The “Muslim NATO”: A step too far?

02:19 PM | 5 Apr, 2017
The “Muslim NATO”: A step too far?
We are at it again. As the government gives its final consent and General Raheel Sharif embarks on the great journey of an unknown, comments of extreme divergence are being witnessed on the social and electronic media. With some calling his move to lead the 39-nation Coalition as the “ beginning of the end” for the already delicate Sunni-Shia equilibrium, while others giving him the title of the modern day Salahuddin Ayubi who is destined to take the Muslim Ummah out of wilderness.

We as a nation have taken the notion, “lets agree to disagree” to a whole different level. Almost seven decades and we have not reached a consensus as to when we should celebrate Eid. So this comes as no surprise as we have once again successfully managed to divide the nation and push it into a state of limbo.

For starters, there are no holy cows here. We live in a world that thrives on the principle of “might is right”.

From Syria to Libya, Iraq, Afghanistan, Yemen, the list goes on, where the leaders of the free world, driven by their vested interest, have shown complete ignorance or gross incompetence that has resulted in the kind of massacre that will or should put human race to shame.

So first things first, will the newly formed Coalition bring the much-needed peace in the region engulfed with years of war? The answer is No. Will it make a difference? Maybe.

The dogged quest for perfection is futile and unrealistic; the rein of General Raheel Sharif naturally couldn’t have been perfect. But there is not an iota of doubt that the General was able to command enormous respect and love due to his sheer performance, both at a domestic and international level that few can fathom.

The devil lies in the detail. So far there is no indication of any sort of “boots on ground” phenomena by the Coalition. Though it is imperative to mention here that currently around 1600 Pakistan military personnel are stationed in Saudi Arabia.

Needless to say, we should sit tight and wait for the actual framework to unfold before passing any premature judgment. Currently, the information trickling through reveals that the primary objective of the Coalition is to facilitate the fight against terrorism and in the process provide a security blanket to the citizens of the Coalition countries with enhanced intelligence cooperation.

Surrounded by a war-torn Afghanistan, unpredictable Iran and the enemy who drives the entire propaganda bandwagon-India, Pakistan finds itself in a precarious position. It is convenient to sit on the sidelines and let the Muslim nations bomb each other to the stone age. It goes without saying that if General Raheel Sharif refuses, other contenders will be gleefully accepting the job. We have the option of either sitting on the observers’ desk or leading from the front.

The anti-Pakistan rhetoric that stretches from the domestic politics in Uttar Pradesh to the boycott of SAARC, the Modi-led BJP government is trying utmost to isolate Pakistan in every possible way. In this environment, a 39-nation Coalition headed by a famed Pakistani General is surely set to give Pakistan a soft diplomatic as well as a strategic edge that has been missing for some time now.

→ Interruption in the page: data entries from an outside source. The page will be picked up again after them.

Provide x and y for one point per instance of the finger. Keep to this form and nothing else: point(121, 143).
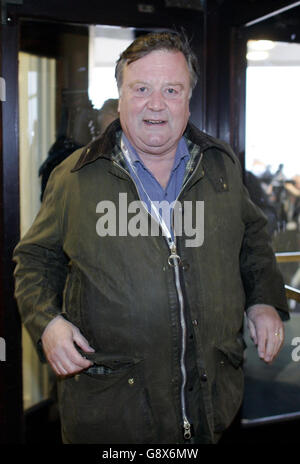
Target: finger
point(261, 342)
point(252, 331)
point(67, 360)
point(82, 342)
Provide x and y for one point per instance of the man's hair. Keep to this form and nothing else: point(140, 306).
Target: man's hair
point(145, 44)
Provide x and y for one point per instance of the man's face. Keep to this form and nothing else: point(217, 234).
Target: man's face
point(154, 102)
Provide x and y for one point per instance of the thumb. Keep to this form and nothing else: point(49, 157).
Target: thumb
point(252, 330)
point(82, 342)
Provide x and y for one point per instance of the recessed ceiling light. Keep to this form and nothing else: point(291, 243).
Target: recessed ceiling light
point(257, 56)
point(261, 45)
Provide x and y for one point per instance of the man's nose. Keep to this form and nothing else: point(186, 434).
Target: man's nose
point(156, 101)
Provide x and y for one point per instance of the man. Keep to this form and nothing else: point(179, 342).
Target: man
point(145, 329)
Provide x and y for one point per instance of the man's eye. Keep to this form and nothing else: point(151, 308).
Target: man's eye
point(171, 91)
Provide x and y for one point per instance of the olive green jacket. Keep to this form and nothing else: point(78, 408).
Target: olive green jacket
point(120, 291)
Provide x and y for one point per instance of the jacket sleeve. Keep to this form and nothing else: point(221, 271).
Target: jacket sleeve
point(41, 266)
point(263, 282)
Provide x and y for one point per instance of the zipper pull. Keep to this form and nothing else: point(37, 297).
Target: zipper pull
point(187, 433)
point(174, 258)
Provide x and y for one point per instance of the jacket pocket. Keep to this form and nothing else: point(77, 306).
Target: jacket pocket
point(228, 386)
point(107, 403)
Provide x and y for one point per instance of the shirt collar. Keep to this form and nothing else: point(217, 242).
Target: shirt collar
point(181, 152)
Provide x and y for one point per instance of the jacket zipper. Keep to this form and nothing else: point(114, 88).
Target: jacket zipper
point(174, 261)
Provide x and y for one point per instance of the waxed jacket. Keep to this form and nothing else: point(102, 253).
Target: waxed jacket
point(120, 291)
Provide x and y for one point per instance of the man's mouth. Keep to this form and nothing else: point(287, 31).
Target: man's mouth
point(154, 122)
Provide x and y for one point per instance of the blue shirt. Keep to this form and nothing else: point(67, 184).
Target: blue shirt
point(148, 187)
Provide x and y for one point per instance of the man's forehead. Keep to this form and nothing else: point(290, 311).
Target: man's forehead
point(170, 61)
point(159, 56)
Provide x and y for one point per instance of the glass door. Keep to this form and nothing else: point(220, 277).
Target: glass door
point(67, 97)
point(272, 175)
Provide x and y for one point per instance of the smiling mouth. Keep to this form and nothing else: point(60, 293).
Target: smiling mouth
point(154, 122)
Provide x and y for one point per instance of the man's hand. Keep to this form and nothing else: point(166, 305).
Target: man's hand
point(266, 330)
point(58, 343)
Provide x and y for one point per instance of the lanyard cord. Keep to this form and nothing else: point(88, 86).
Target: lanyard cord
point(154, 209)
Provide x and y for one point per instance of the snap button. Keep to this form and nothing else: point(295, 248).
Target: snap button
point(203, 377)
point(185, 266)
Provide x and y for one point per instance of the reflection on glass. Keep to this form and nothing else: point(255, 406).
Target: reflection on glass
point(272, 144)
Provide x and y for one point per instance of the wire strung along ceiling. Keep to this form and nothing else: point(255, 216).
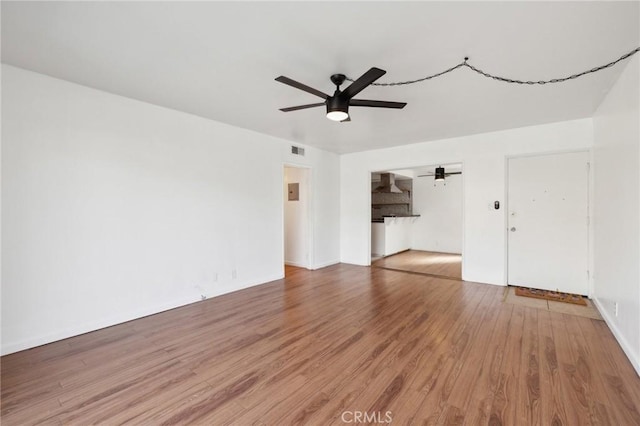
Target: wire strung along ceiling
point(465, 64)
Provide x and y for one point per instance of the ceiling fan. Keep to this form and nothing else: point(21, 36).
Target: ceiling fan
point(338, 104)
point(440, 173)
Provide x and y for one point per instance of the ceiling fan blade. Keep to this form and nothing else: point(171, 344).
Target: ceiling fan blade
point(365, 79)
point(301, 107)
point(377, 104)
point(293, 83)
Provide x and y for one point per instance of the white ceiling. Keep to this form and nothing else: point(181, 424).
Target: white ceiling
point(219, 60)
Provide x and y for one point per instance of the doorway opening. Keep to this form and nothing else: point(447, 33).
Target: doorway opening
point(297, 225)
point(419, 230)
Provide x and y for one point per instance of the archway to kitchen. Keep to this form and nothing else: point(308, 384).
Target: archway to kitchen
point(417, 220)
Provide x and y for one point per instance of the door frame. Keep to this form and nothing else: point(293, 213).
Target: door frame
point(308, 213)
point(590, 194)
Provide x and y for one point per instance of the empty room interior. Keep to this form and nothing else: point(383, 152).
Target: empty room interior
point(236, 213)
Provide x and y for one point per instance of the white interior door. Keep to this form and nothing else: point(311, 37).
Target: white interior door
point(548, 222)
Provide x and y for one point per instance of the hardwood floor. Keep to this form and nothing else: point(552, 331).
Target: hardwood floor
point(444, 265)
point(329, 347)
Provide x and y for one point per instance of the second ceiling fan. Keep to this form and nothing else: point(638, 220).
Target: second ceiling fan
point(338, 104)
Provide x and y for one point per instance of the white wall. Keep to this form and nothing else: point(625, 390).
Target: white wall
point(439, 204)
point(484, 160)
point(617, 210)
point(296, 226)
point(113, 209)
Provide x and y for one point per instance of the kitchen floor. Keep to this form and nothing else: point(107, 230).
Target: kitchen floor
point(444, 265)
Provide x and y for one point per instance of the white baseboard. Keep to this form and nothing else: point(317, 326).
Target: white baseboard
point(324, 264)
point(296, 264)
point(622, 341)
point(32, 342)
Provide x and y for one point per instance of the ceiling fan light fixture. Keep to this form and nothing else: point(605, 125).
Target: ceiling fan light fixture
point(337, 115)
point(337, 109)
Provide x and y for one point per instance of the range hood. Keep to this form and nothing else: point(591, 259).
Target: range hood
point(388, 184)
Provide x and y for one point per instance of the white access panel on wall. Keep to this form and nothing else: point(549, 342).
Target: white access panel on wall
point(548, 222)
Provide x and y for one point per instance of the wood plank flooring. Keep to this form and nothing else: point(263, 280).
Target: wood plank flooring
point(423, 262)
point(322, 347)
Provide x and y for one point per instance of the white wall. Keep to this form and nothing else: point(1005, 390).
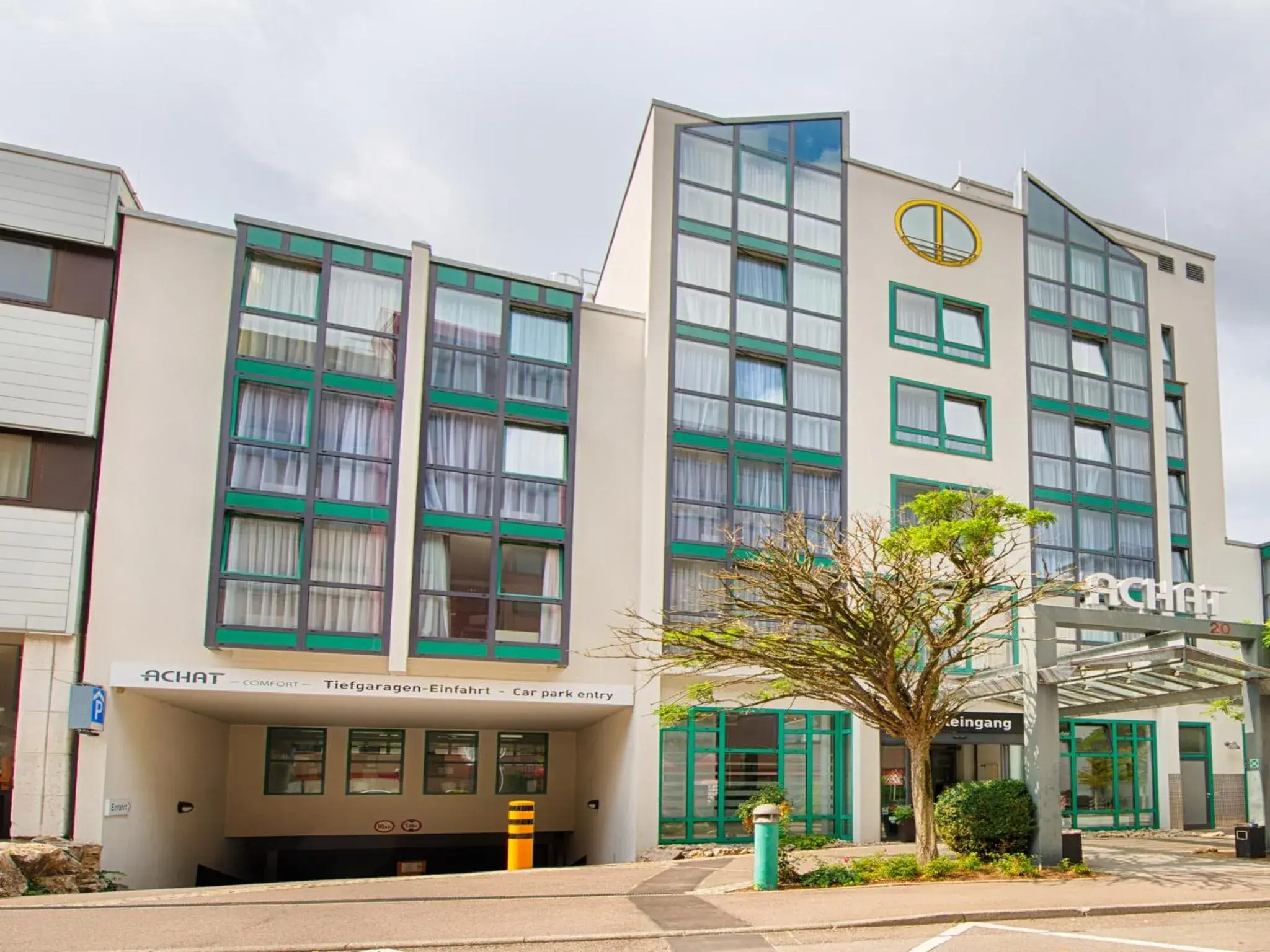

For years, we have rightly projected ourselves as victims of terrorism as our whole social fabric has been damaged by this war. However, we must plod on and get out of this victim mentality and counter the bull by the horns. General Raheel Sharif has had the honour of leading one of the most efficient Muslim armies and gaining substantial success both on and off the field. The acceptance of the command by the General not only gives the credibility that the Coalition longs for but will also boost Pakistan’s standing in the comity of nations. Additionally, our economy is likely to be impacted positively; it will also bring a sigh of relief to more than 2 million Pakistani diaspora living and working in the Middle East.

There is no doubt that relations between Saudi Arabia and Iran have deteriorated in the recent years, however, it must be remembered that two enjoyed a relatively peaceful decade not too long ago. As recently as 1999, Iranian President, Mohammad Khatami visited the Kingdom and both the countries signed a ‘security pact’ in 2001. Even in 2007, the Gulf countries led by Saudi Arabia invited Mahmoud Ahmadinejad and the famous picture of him holding hands with King Abdullah went viral at the time.

Therefore the doom and gloom environment painted by certain pundits was not always a case and peace between the two may not be a far-fetched option after all.

Nevertheless, if by some miracle, Mr Sharif is able to bring the ‘opposing sides’ on the negotiating table and convince the two to put a tab on the financial assistance of the hardliners on either side of the border, there might well be light at the end of the tunnel.

In a world full of have and have not’s, I would rather see the glass as half full and have General Raheel Sharif in charge of the power corridors. The battle between good and evil is here to stay and in a world where perception is more important than reality, General Raheel Sharif may well be the wild card that brings some sort of sanity in the world hell bent in shaping it otherwise.